The slew of new thin and light gaming notebooks from the likes of Acer, Asus, Gigabyte, and MSI had much in common with one another, but only Acer and MSI saw fit to include mechanical keyboards on their models–or should we say “model,” because the companies have one each with the switches on board.
For whatever reason, OEMs often get skittish about sharing who manufactures the switches on their mechanical keyboards, and such was the case with MSI and Acer. MSI advertised only that its GT75VR had a “SteelSeries RGB mechanical keyboard”; Acer said even less about the switches on its Triton 700.
Solving the MSI mystery was easy. When we visited the company’s Computex booth, we just plucked off a cap and had a look. We found what we expected: low-profile Kailh switches.
These are most likely the switches we wrote about last year, but there’s an outside chance that it’s the newer version that Kaihua was showing off at this year’s show.
Also note that the spacebar is a little chunky, and the stabilizers underneath are Cherry (or at least Cherry-style).
Determining the switches on the Acer Triton 700 proved a tougher nut to crack, and actually, that particular nut remains intact. We were asked to please not remove any keycaps from the Triton 700, and the reps were standing right there, so we obliged. Short of a visual confirmation, we could tell that the switches are clicky, which leads us to suspect that they’re the same Kailh switches as on the GT75VR.

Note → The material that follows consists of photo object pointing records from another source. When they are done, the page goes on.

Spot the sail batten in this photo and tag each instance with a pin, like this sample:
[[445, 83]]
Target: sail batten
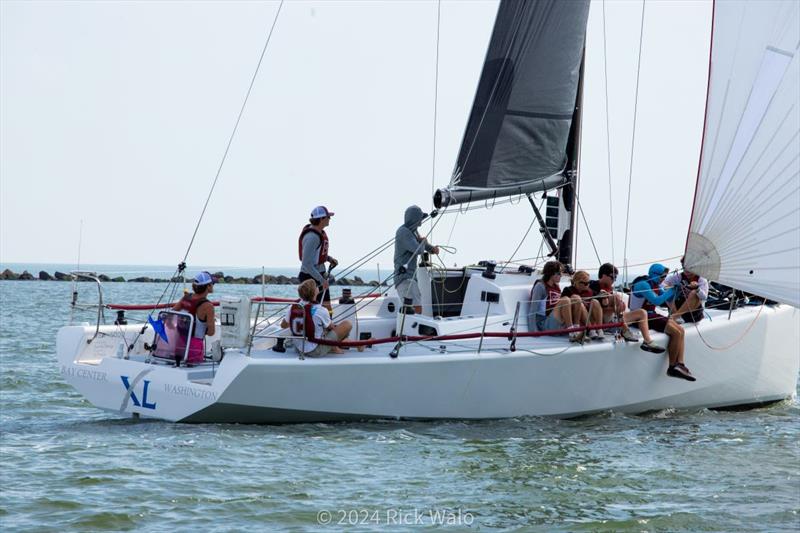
[[516, 137], [745, 229]]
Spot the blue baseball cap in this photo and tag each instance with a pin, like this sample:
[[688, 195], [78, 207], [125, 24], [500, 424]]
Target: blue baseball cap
[[204, 278], [656, 271], [321, 212]]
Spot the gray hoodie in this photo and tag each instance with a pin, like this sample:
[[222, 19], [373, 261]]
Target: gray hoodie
[[408, 245]]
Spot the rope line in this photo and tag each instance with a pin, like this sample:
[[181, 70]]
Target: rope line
[[233, 133], [633, 140], [608, 140]]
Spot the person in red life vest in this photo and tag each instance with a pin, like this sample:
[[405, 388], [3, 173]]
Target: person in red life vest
[[548, 309], [198, 305], [690, 295], [582, 297], [647, 293], [613, 307], [313, 250], [309, 320]]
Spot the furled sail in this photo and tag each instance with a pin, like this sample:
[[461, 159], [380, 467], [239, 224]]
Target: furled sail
[[516, 136], [745, 228]]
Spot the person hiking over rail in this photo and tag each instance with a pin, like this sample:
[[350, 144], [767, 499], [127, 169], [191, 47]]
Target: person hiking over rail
[[613, 306], [691, 293], [407, 246], [313, 250], [549, 310], [647, 293]]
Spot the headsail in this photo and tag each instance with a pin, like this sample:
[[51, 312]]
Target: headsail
[[517, 133], [745, 228]]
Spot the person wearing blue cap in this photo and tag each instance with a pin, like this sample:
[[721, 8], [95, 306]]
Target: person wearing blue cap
[[647, 293]]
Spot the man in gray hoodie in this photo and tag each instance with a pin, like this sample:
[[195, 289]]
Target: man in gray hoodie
[[408, 244]]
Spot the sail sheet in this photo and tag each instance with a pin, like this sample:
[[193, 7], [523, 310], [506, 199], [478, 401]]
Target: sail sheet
[[745, 227], [516, 136]]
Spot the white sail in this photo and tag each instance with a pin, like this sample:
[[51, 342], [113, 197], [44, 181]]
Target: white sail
[[745, 228]]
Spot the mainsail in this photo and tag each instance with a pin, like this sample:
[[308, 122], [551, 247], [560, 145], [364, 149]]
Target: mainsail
[[518, 130], [745, 228]]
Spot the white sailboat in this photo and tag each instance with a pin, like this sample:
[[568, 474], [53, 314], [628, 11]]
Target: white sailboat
[[469, 354]]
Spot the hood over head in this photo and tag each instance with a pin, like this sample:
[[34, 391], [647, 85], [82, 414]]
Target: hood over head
[[414, 217]]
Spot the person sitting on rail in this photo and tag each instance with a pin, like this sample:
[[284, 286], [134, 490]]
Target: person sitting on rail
[[309, 320], [691, 293], [313, 250], [646, 294], [549, 310], [583, 299], [198, 305], [613, 306], [407, 246]]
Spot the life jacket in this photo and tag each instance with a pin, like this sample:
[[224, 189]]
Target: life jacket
[[553, 296], [323, 239], [190, 305], [301, 322], [646, 304]]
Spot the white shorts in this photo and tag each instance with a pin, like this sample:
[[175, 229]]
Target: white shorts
[[408, 288], [322, 349]]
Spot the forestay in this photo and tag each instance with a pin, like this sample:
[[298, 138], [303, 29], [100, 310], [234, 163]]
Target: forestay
[[516, 136], [745, 228]]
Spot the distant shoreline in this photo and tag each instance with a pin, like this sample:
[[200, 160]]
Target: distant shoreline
[[268, 279]]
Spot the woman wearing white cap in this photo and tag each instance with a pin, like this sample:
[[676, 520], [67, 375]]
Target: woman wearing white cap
[[313, 250], [198, 305]]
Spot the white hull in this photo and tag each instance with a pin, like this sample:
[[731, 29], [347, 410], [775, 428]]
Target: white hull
[[561, 380]]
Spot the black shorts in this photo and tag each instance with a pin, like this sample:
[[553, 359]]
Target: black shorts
[[324, 296], [689, 316]]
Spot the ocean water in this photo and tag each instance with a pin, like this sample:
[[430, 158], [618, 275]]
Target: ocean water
[[65, 465]]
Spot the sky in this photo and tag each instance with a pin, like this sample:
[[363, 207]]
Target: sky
[[114, 117]]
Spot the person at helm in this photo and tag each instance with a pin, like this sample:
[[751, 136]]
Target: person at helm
[[313, 250], [647, 293], [407, 246]]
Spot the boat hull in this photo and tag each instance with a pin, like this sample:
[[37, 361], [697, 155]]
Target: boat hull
[[750, 358]]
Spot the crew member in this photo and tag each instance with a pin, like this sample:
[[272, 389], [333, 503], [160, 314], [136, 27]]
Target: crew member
[[646, 294], [691, 293], [313, 250], [407, 246], [198, 305]]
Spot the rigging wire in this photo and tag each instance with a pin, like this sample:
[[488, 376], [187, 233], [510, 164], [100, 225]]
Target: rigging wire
[[608, 141], [633, 139], [435, 102], [533, 221], [233, 133], [589, 231]]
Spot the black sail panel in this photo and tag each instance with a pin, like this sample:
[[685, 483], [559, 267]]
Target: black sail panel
[[517, 133]]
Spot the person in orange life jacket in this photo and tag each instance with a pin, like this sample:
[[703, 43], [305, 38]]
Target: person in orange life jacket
[[313, 250], [646, 294], [612, 304], [691, 293], [548, 309], [198, 305], [310, 320], [581, 296]]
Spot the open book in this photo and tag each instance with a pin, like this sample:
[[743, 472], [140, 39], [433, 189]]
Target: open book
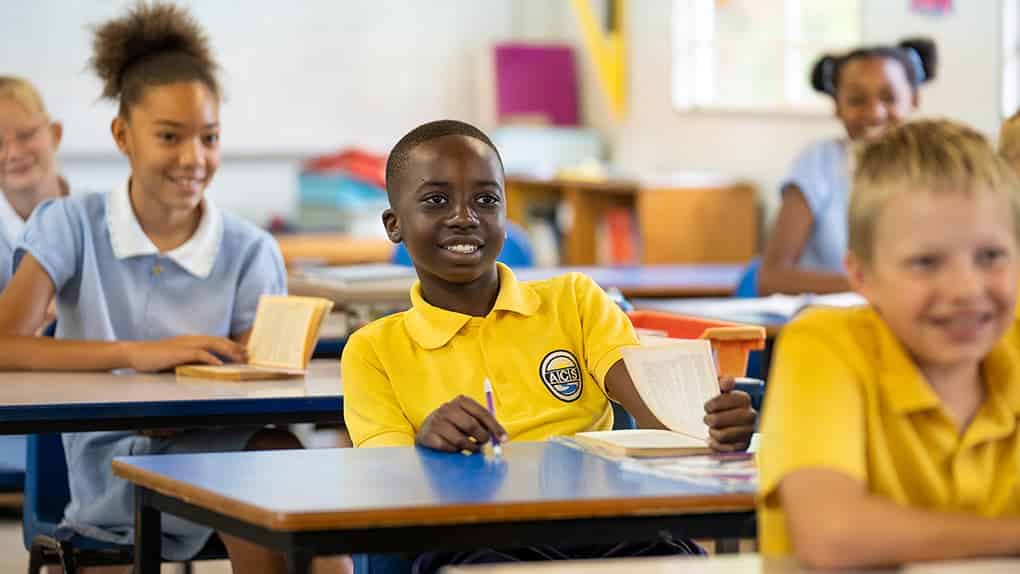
[[282, 342], [674, 377]]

They could also be low-profile Blue switches from TTC, but we don’t believe those have made it into circulation all that much yet–almost certainly not in enough time to get sucked into the product development cycle of a gaming laptop that’s just coming to market.
Regardless which switches populate the Triton 700, though, what we’re seeing with MSI and Acer is that both are showing product maturity. This is opposed to, for example, the MSI GT83VR Titan SLI that sports full size Cherry MX Speed switches, and the beastly Acer Predator 21X that has Cherry MX RGB Brown switches. Those are both fine switches, but because they were so thick and were stacked onto already thick chassis, they made the laptops almost a novelty.
Suddenly, though, they have thin and light laptop designs and low-profile switches to match. It’s frankly somewhat amazing to see the jump from one generation to the next–the laptops got thinner and so did the switches, which means that now, you can enjoy the benefits of mechanical keyboards without sacrificing laptop thinness.